Six months old this week, the Bush White House has reached the gawky, adolescent stage of all new administrations: the one in which everyone needs to be reassured that they are OK. Though Bush’s numbers are decent– on the upswing in some polls– he motorcaded to the Capitol for a pep talk with his most powerful allies there, Republicans who (barely) control the House. Bush touted proposals for education testing, “faith-based” welfare and a less court-dependent patient’s bill of rights, declaring about each, “I have passion about this.” He uttered the phrase so often the crowd began to titter. “Hey, I’m a passionate guy,” he said with a grin.
But the old Andover cheerleader needs more than his “passion.” Inevitably, team spirit is giving way to carping and backstabbing. Last week, for example, the administration was caught trying to cut a deal with the Salvation Army in exchange for its support for Bush’s faith-based plan. The arrangement would have given the group (and other religious organizations) protection from state and local statutes that bar discrimination against gays and lesbians in hiring. When the talks were disclosed by The Washington Post, the White House backpedaled. The next day anonymous aides outed Rove in the paper for his role in trying to engineer the deal– which prompted in-house warnings about the dangers of talking to manipulative reporters.
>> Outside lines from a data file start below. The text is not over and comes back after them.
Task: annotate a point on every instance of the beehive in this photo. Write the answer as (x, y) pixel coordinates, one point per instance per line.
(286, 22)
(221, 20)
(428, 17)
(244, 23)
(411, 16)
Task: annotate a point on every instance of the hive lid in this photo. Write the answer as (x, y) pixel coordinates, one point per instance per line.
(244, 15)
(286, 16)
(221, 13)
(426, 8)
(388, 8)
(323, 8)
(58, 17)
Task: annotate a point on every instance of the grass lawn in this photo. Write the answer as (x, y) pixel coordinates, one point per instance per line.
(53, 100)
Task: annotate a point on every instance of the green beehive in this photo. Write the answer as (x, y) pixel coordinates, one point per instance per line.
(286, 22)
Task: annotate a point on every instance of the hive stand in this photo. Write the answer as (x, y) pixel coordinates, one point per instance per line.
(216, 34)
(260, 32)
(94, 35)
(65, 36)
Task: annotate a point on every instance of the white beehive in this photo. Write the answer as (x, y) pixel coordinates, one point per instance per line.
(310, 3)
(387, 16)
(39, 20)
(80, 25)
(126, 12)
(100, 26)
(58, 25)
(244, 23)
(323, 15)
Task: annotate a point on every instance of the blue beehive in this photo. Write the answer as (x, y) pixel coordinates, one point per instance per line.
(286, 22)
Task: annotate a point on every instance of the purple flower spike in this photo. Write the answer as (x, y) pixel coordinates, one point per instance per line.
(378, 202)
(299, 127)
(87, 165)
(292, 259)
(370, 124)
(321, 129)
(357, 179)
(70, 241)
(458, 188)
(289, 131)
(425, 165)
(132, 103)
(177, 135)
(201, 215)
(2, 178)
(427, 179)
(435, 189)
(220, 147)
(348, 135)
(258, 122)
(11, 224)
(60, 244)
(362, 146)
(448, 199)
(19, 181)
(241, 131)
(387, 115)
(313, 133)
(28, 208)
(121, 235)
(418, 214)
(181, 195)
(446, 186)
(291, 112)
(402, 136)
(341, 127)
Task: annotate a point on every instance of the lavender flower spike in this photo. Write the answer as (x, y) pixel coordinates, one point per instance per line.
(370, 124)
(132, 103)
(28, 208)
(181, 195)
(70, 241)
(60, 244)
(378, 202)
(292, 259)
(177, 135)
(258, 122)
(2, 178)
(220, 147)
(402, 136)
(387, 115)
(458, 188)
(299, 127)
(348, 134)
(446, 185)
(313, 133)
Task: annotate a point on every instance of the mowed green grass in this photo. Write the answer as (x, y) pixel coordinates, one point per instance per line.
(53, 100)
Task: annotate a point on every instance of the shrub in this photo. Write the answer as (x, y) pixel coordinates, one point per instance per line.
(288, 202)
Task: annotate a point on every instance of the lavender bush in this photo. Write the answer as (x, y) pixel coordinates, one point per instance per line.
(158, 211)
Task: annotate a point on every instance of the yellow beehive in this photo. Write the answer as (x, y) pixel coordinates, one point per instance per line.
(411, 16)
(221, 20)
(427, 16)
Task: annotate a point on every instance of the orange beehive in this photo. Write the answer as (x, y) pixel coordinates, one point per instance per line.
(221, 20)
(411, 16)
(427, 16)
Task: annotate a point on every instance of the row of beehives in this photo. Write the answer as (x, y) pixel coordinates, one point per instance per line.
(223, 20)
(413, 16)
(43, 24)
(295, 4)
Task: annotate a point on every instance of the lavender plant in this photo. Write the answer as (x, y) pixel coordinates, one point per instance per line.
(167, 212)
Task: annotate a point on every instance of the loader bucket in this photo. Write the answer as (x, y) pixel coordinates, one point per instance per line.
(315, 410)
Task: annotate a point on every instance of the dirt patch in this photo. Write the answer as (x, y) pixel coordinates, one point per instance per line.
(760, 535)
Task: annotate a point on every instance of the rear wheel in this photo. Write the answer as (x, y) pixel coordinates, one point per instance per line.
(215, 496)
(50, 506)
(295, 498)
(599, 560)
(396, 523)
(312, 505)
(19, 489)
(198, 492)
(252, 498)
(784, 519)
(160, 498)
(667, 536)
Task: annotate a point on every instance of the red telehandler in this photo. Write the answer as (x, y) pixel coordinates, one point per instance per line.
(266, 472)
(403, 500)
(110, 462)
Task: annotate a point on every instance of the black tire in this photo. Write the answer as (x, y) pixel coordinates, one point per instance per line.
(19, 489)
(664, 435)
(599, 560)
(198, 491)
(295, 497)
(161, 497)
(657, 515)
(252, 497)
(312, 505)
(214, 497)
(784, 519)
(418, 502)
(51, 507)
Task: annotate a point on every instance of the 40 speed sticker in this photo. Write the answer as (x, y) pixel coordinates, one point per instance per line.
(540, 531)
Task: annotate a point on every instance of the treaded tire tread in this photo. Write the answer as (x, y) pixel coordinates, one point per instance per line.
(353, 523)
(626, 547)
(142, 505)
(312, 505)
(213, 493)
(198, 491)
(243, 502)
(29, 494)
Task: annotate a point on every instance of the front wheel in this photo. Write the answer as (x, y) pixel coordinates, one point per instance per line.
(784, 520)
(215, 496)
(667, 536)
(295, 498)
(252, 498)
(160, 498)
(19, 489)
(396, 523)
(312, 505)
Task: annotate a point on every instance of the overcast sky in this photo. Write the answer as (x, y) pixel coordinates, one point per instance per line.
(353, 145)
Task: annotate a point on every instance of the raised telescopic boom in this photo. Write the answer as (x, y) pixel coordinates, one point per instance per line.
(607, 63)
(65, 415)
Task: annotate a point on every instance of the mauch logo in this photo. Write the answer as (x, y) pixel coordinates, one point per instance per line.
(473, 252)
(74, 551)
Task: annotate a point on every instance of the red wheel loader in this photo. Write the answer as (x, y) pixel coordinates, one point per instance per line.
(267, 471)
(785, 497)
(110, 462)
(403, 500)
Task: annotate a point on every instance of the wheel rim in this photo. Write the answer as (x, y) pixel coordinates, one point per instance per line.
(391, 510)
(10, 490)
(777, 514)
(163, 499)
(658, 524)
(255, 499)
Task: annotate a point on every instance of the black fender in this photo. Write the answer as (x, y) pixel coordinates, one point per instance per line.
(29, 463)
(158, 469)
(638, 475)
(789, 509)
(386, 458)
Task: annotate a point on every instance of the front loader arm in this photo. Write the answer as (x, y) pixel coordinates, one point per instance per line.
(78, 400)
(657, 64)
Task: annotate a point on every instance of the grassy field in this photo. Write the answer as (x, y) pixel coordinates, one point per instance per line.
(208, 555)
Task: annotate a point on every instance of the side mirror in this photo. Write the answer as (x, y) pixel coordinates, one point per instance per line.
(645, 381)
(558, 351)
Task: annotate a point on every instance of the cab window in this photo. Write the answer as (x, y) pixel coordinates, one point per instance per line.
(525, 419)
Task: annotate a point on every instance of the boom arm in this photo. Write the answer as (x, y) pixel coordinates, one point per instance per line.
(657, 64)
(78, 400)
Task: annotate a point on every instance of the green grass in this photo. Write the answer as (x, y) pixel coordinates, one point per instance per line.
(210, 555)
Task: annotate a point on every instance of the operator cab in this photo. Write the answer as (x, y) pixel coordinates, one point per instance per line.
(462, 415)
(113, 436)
Bush is learning he has even less control over friends in Congress– who aren’t always as helpful as they think they are. The issue of campaign-finance reform is a case in point. House leaders took advantage of a tactical overreach by desperate Democrats to yank the bill minutes before the showdown debate. It was a typically coldblooded maneuver by Majority Whip Tom DeLay, one that perhaps mortally wounded the measure. But Bush aides (who think he’d prosper under any financing system) wanted the issue off the table, and would have signed whatever bill Congress had produced. Instead, Sen. John McCain has yet another rallying cry in his bid to win the allegiance of independent voters–and yet another part of the GOP establishment to decry.
The episode foreshadowed the story line ahead. With the Senate now in Democratic hands, DeLay and the House majority leader, Dick Armey, are the Other Texans Who Count: heavy lifters on whom Bush must now depend, but who have their own hard-line agenda that won’t always gibe with the softer conservativism the president, from time to time, will project.
In an interview, DeLay laid out his own wish list. Despite a shrinking budget surplus, he wants another round of tax cuts, the sooner the better, and will try to attach them to upcoming bills on energy, faith-based social services and the minimum wage. He claims he has the votes to sanction drilling in Alaska’s Arctic National Wildlife Refuge. And he is determined to prevent funding for stem-cell research. Even if Bush opts to lift the ban on it, DeLay and Armey told Newsweek, they will seek to bar such funding by amending appropriations bills. “We’ll treat it like federal funding of abortion, putting a ‘Hyde Amendment’ on it,” said DeLay. Recognizing the new dynamic, Bush took time in the Cabinet Room late last week for a private heart-to-heart with DeLay on the stem-cell issue. “He looked me in the eye and told me he’d do what he thought was right, what his heart believes,” said DeLay. “I think he will.” Bush had another topic to discuss. Would DeLay like to play some golf? The president didn’t need a polltaker’s advice to make the offer– and DeLay didn’t need any to accept.